Domini shouldered the tubing and chicken wire and started up the stairs with wry thoughts that perhaps all her efforts had been in vain. She couldn't deny that mingled with apprehension there was some sense of relief; the idea of modelling in the nude was not at all to her liking. Well, if there was any truth to Miranda's warning words, she wasn't very likely to have to go through with it.

'Very prompt,' Sander said coolly as he met her in the hall at the top of the stairs. 'I've been wondering if you'd show up. I confess I'm surprised and pleased.'

Domini blinked with astonishment. After what Miranda had said, she had expected to be met with rudeness, insolence, or outright refusal to let her set foot through the door. But this? What on earth did Sander have in mind? She stared up at his face, but nothing in the carefully bland expression hinted that his polite greeting was anything less than genuine.

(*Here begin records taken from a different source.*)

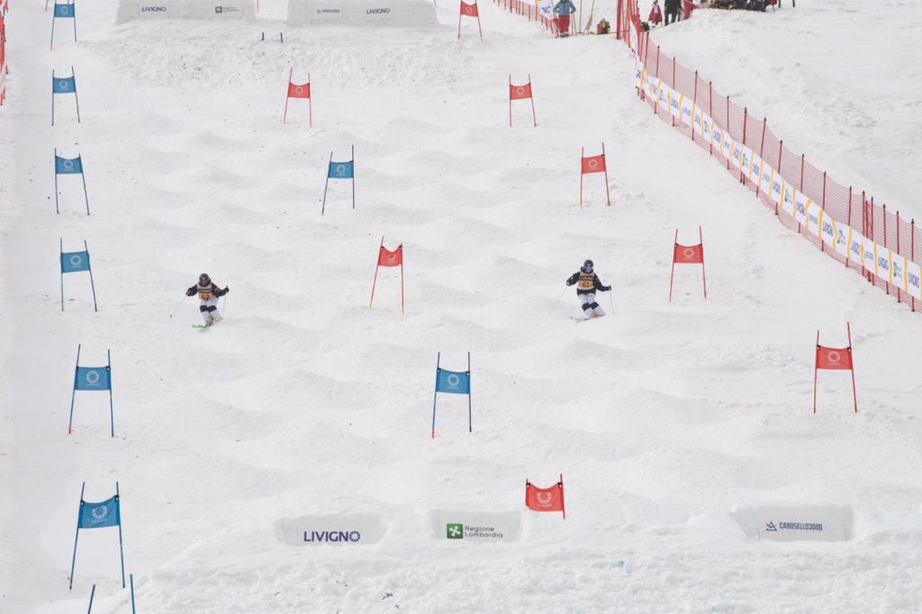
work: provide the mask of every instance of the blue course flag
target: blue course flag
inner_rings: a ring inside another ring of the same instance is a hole
[[[54,172],[59,175],[77,175],[83,172],[83,160],[79,158],[54,157]]]
[[[99,503],[80,502],[80,519],[77,523],[77,528],[102,528],[119,526],[121,524],[117,496]]]
[[[435,392],[452,395],[470,394],[470,374],[463,371],[445,371],[439,369],[435,382]]]
[[[61,272],[78,273],[89,270],[89,252],[65,252],[61,254]]]
[[[54,4],[54,17],[59,18],[73,18],[74,17],[74,5],[59,5]]]
[[[56,6],[57,5],[55,5]],[[53,77],[52,92],[55,94],[73,94],[77,91],[76,77]]]
[[[326,173],[326,176],[330,179],[352,179],[355,174],[354,164],[355,162],[352,160],[348,162],[330,162],[330,171]]]
[[[77,367],[75,390],[112,390],[109,367]]]

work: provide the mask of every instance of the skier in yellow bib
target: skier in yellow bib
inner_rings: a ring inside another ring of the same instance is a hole
[[[611,286],[602,285],[602,280],[593,270],[591,260],[583,263],[579,271],[571,275],[570,278],[567,279],[567,286],[573,284],[576,284],[576,297],[579,299],[580,304],[583,305],[583,313],[585,315],[585,319],[599,318],[605,315],[605,312],[596,302],[596,290],[608,292],[611,289]]]
[[[211,281],[207,273],[202,273],[198,277],[198,283],[187,289],[185,295],[198,294],[198,299],[202,301],[198,307],[199,311],[202,312],[202,319],[205,320],[206,326],[210,326],[221,321],[221,314],[218,311],[218,297],[224,296],[230,291],[230,288],[221,289]]]

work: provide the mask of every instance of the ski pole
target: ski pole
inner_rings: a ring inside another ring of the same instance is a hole
[[[185,302],[185,300],[186,300],[186,299],[188,299],[188,298],[189,298],[189,297],[187,297],[187,296],[183,296],[183,300],[179,301],[179,304],[177,304],[177,305],[176,305],[175,307],[173,307],[173,310],[172,310],[171,312],[170,312],[170,317],[172,317],[173,313],[176,313],[176,310],[177,310],[177,309],[179,309],[179,308],[180,308],[180,306],[181,306],[181,305],[182,305],[182,304],[183,304],[183,302]]]

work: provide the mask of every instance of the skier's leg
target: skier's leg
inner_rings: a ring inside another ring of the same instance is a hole
[[[220,313],[218,313],[218,299],[208,299],[205,301],[208,311],[208,316],[212,323],[218,322],[221,319]]]
[[[580,303],[582,303],[583,305],[583,315],[585,316],[586,320],[592,317],[592,307],[590,307],[590,304],[593,302],[595,298],[596,298],[595,294],[579,295]]]

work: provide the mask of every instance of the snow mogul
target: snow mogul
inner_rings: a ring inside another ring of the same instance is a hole
[[[567,286],[573,284],[576,284],[576,297],[579,299],[580,304],[583,305],[583,313],[585,315],[585,319],[600,318],[605,315],[605,312],[596,302],[596,290],[608,292],[611,289],[611,286],[602,285],[602,280],[593,270],[591,260],[583,263],[580,269],[567,279]]]
[[[211,277],[208,277],[207,273],[202,273],[198,276],[198,283],[187,289],[185,295],[193,296],[195,293],[198,294],[198,300],[201,301],[198,310],[202,312],[202,319],[205,320],[205,325],[210,326],[221,321],[221,314],[218,311],[218,299],[230,291],[230,288],[225,286],[224,289],[221,289],[211,281]]]

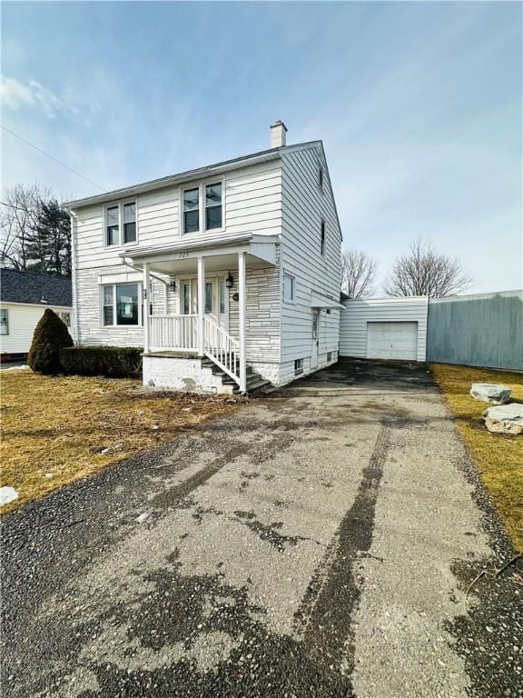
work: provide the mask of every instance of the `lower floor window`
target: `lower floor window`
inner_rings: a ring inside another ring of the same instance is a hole
[[[138,284],[111,284],[102,288],[104,325],[139,324]]]
[[[9,311],[0,308],[0,334],[9,334]]]

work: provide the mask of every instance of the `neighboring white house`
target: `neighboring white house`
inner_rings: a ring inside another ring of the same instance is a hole
[[[340,355],[361,359],[424,362],[427,296],[343,300]]]
[[[71,326],[71,279],[0,269],[0,354],[2,361],[25,359],[45,308]]]
[[[78,344],[145,384],[241,392],[338,358],[341,231],[321,141],[71,202]]]

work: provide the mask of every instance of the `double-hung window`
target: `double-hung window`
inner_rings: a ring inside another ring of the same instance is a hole
[[[9,334],[9,311],[0,308],[0,334]]]
[[[183,233],[216,230],[223,225],[222,184],[199,184],[182,192]]]
[[[136,242],[136,204],[132,201],[122,207],[123,217],[123,244]]]
[[[200,189],[185,189],[183,192],[183,233],[198,233],[200,230]]]
[[[287,273],[283,274],[283,300],[294,300],[294,276]]]
[[[205,186],[205,230],[222,227],[222,184]]]
[[[122,225],[120,220],[122,219]],[[105,209],[105,244],[136,242],[136,202],[116,204]]]
[[[105,244],[120,244],[120,207],[105,209]]]
[[[139,324],[138,284],[109,284],[102,286],[102,314],[104,326]]]

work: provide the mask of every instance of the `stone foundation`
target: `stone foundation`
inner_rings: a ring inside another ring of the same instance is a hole
[[[224,385],[211,368],[202,366],[197,356],[143,355],[143,385],[187,393],[223,393],[232,394],[232,385]]]

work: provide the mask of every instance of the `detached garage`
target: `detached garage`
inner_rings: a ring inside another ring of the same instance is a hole
[[[428,298],[348,299],[343,305],[340,356],[425,361]]]

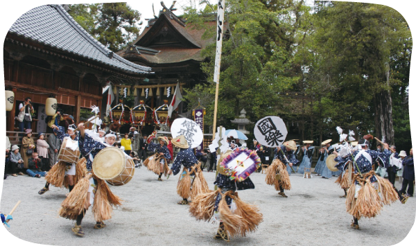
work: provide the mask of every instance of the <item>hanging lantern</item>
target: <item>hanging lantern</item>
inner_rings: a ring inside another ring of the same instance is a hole
[[[56,114],[56,109],[58,108],[58,100],[55,98],[49,98],[46,99],[45,105],[45,112],[48,116],[53,116]]]
[[[163,105],[159,107],[153,112],[153,121],[156,125],[168,123],[169,105],[168,105],[167,100],[164,100],[164,104]]]
[[[4,91],[4,103],[6,104],[6,111],[10,112],[13,109],[15,104],[15,93],[12,91]]]

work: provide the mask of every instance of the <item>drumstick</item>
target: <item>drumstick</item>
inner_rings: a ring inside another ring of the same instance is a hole
[[[94,120],[95,120],[95,119],[96,119],[96,118],[100,118],[100,117],[99,117],[98,116],[96,116],[94,117],[94,118],[92,118],[90,121],[88,121],[85,122],[85,123],[84,123],[84,125],[87,125],[87,124],[88,124],[88,123],[92,123],[92,122]],[[73,131],[74,131],[74,132],[76,132],[76,131],[78,131],[78,130],[80,130],[80,128],[76,128],[76,130],[74,130]]]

'I've brought you some tubing and chicken wire,' she said. 'I thought you might need it to make an armature.'

He reached his hand forward slowly until it connected with her offering, and then with more sureness he took it into his own arms. 'Very considerate, but it won't be necessary today. I need to get the feel of the material, so I've decided to start with a small model, a maquette. Come in, won't you?'

Domini walked through the open door to a rearranged room. The workbenches had been pushed to new positions, both against a wall, in order to free the main space for other use. Central in the room was a platform Sander had constructed of raw lumber. It was about the height of a bed, and the layer of blankets over the hard surface informed Domini that it was intended for posing. The big kitchen table had been pulled right up against the platform, with some clay, some modelling tools, some wet cloths, and a large pan of water resting at the ready on its oilcloth surface. Could Miranda have been mistaken about what she had overheard?

The door clicked closed behind her, and she turned in time to see Sander's enigmatic expression as he said, 'I imagine you're unfamiliar with posing in the nude. No doubt you're nervous, but there's no need to be concerned. I'll be as impersonal, I assure you, as a doctor. You can undress whenever you're ready.'

Wordlessly, and with feeling of total apprehension, Domini started to remove her clothes. Had she really once started to show herself to Sander in the innocent belief that that sort of thing should be done without reservation or modesty? She had been taught as much, of course. Her father's dislike of false prudery had been drummed into her from an early age, and she hadn't been in Paris long enough at that point to realize how truly unconventional her upbringing had been. On that day, when she had begun to strip, she had felt embarrassed and sickeningly ashamed of her embarrasssment, thinking it some sort of lack in herself. Now, with more experience of the real world to guide her, she realized it had been natural enough in a young girl unused to displaying herself. She was more mature now and she thought it should bother her less, but it didn't, despite Sander's unemotional reassurance. Oh, how simple life would become if everyone were as open and uncomplicated as Papa would have them be!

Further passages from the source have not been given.